Robert O. Stephenson (62) is our Chief Financial Officer and has served in this capacity since August 2001. Mr. Stephenson has also been a member of the board of directors for Plymouth Industrial REIT, a REIT focusing on single and multi-tenant industrial properties, since March 2025. From 1996 to July 2001, Mr. Stephenson served as the Senior Vice President and Treasurer of Integrated Health Services, Inc. Prior to joining Integrated Health Services, Inc., Mr. Stephenson held various positions at CSX Intermodal, Inc., Martin Marietta Corporation and Electronic Data Systems.

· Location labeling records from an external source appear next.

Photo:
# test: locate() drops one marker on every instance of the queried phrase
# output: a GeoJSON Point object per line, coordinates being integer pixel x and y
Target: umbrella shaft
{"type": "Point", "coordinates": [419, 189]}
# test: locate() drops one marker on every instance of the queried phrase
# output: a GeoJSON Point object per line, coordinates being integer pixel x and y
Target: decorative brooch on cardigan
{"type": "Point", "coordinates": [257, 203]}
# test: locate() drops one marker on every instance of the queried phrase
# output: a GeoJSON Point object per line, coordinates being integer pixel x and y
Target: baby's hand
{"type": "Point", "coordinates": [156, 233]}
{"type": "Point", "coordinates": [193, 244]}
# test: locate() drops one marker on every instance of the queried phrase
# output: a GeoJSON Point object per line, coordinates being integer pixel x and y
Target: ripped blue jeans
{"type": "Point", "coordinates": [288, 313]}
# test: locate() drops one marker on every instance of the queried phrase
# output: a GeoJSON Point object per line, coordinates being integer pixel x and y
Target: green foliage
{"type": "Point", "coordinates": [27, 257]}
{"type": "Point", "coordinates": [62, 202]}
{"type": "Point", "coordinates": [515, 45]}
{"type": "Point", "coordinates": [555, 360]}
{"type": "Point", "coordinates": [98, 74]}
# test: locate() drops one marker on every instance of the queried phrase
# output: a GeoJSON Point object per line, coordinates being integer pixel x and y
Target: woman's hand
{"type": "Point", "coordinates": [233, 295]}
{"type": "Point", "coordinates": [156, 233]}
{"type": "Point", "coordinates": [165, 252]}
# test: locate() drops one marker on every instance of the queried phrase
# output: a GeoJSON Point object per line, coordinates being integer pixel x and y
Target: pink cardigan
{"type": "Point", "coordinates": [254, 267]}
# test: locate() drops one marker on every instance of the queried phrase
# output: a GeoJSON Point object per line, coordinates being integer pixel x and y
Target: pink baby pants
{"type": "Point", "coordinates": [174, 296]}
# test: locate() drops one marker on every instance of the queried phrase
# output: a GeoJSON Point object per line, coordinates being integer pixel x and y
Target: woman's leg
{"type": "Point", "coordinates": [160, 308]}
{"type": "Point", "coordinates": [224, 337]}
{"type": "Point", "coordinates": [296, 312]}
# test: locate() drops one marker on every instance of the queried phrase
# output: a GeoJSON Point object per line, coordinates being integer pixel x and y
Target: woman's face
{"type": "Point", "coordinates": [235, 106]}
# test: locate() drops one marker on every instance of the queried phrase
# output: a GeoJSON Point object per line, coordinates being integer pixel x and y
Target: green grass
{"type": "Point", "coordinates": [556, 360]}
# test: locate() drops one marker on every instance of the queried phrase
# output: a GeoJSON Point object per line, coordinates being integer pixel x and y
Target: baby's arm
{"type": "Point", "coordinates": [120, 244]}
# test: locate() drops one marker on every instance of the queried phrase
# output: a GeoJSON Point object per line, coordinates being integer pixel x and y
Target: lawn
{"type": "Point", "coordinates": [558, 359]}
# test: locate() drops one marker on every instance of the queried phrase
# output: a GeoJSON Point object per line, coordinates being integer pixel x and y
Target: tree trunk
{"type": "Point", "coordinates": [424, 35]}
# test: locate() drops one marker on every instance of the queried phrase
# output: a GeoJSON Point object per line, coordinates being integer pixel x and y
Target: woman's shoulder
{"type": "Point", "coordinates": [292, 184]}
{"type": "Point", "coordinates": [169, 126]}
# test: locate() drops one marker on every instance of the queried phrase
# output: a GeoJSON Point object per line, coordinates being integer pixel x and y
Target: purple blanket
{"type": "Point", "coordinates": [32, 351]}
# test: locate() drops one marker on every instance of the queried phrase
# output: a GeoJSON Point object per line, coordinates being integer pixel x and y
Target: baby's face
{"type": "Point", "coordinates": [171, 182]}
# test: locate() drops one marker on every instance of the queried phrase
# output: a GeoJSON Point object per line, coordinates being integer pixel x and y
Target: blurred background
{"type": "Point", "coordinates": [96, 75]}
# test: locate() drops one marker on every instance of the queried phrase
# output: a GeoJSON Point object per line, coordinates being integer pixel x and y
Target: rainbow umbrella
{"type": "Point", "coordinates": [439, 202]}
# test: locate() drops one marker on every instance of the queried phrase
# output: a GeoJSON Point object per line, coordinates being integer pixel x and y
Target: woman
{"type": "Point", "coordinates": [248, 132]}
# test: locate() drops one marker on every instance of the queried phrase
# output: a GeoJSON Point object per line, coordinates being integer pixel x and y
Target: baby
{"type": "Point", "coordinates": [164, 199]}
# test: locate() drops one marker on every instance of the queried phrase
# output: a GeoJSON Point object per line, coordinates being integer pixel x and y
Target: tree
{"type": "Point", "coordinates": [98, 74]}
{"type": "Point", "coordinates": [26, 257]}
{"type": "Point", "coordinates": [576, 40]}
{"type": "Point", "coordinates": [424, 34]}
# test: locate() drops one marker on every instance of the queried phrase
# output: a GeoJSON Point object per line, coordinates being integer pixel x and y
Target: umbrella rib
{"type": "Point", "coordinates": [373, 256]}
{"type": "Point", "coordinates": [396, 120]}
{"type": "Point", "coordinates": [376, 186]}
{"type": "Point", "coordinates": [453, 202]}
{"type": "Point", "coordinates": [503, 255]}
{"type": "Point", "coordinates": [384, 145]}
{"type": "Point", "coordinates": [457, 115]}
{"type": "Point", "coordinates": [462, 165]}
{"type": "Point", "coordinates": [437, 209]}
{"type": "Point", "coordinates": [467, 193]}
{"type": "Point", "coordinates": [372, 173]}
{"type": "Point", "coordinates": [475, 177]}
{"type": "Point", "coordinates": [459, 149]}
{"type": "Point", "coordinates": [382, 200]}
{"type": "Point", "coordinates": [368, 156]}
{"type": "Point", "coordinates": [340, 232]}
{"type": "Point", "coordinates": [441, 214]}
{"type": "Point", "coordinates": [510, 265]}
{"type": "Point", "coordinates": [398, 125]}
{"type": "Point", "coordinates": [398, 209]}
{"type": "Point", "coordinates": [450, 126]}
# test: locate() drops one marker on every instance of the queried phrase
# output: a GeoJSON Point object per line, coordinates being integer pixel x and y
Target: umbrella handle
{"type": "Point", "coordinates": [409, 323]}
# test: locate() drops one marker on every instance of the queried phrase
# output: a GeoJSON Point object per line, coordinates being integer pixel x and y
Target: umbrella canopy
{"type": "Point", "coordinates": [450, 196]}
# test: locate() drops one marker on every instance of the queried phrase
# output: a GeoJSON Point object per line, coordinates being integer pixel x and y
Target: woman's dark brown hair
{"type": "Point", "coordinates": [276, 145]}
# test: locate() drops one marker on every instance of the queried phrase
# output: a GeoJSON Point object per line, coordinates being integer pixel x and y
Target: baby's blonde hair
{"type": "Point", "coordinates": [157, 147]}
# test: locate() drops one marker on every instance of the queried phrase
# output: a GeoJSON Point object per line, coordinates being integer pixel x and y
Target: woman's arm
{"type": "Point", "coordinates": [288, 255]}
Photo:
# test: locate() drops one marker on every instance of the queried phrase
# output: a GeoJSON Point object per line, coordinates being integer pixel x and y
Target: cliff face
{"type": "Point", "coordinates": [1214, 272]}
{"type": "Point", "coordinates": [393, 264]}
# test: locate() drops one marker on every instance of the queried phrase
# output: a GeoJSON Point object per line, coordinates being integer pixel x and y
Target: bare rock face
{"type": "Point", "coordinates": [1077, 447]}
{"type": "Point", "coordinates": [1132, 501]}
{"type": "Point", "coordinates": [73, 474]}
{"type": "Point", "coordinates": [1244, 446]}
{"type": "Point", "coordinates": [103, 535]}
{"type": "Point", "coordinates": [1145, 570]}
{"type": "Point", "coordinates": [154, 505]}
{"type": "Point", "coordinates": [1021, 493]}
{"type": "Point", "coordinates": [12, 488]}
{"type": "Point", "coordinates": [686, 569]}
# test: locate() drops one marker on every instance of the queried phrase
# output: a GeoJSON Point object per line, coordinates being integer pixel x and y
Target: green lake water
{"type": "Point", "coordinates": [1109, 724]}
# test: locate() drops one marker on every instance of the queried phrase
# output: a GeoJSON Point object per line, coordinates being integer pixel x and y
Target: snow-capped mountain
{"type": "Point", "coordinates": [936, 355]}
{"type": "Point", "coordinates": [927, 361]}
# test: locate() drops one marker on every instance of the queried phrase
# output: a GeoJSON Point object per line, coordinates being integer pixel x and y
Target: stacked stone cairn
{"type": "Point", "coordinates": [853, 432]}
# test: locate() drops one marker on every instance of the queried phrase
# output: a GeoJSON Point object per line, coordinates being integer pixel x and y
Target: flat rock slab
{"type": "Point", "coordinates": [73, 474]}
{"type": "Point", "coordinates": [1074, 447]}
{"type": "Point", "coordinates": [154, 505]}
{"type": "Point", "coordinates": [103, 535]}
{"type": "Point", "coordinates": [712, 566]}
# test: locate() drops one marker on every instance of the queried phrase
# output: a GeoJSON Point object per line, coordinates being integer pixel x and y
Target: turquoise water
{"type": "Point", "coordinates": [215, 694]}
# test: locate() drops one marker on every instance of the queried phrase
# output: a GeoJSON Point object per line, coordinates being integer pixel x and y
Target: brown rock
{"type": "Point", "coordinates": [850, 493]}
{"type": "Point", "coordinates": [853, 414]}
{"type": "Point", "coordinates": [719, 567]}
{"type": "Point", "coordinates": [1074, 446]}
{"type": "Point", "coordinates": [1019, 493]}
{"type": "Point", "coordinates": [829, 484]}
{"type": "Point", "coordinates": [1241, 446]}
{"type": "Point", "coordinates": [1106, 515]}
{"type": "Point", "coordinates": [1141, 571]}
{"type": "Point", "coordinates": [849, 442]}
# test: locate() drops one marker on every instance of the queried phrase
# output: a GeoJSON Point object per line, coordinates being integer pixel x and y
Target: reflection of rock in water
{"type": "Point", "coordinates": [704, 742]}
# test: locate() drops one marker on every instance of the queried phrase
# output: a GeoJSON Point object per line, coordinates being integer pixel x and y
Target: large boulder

Gail D. Makode (50) is our Chief Legal Officer, General Counsel and has served in this capacity since September 2019. Previously, she served as Senior Vice President, General Counsel and Corporate Secretary of IES Holdings, Inc., from October 2012 to September 2019. Prior to IES, she served in various legal capacities at MBIA Inc., including as General Counsel and member of the board at MBIA Insurance Corporation and Chief Compliance Officer of MBIA Inc., from 2006 to 2012. Earlier in her career, she served as Vice President and Counsel for Deutsche Bank AG, and as an associate at Cleary, Gottlieb, Steen, & Hamilton, where she specialized in public and private securities offerings and mergers and acquisitions.

Available Information

Our website address is www.omegahealthcare.com. Our Annual Reports on Form 10-K, Quarterly Reports on Form 10-Q, Current Reports on Form 8-K and any amendments to those reports filed or furnished pursuant to Section 13(a) or 15(d) of the Securities Exchange Act of 1934 (the “Exchange Act”) are available on our website, free of charge, as soon as reasonably practicable after we electronically file such materials with, or furnish them to, the U.S. Securities and Exchange Commission (“SEC”). Additionally, the SEC maintains a website that contains reports, proxy and information statements, and other information regarding issuers that file electronically with the SEC, including us, at www.sec.gov.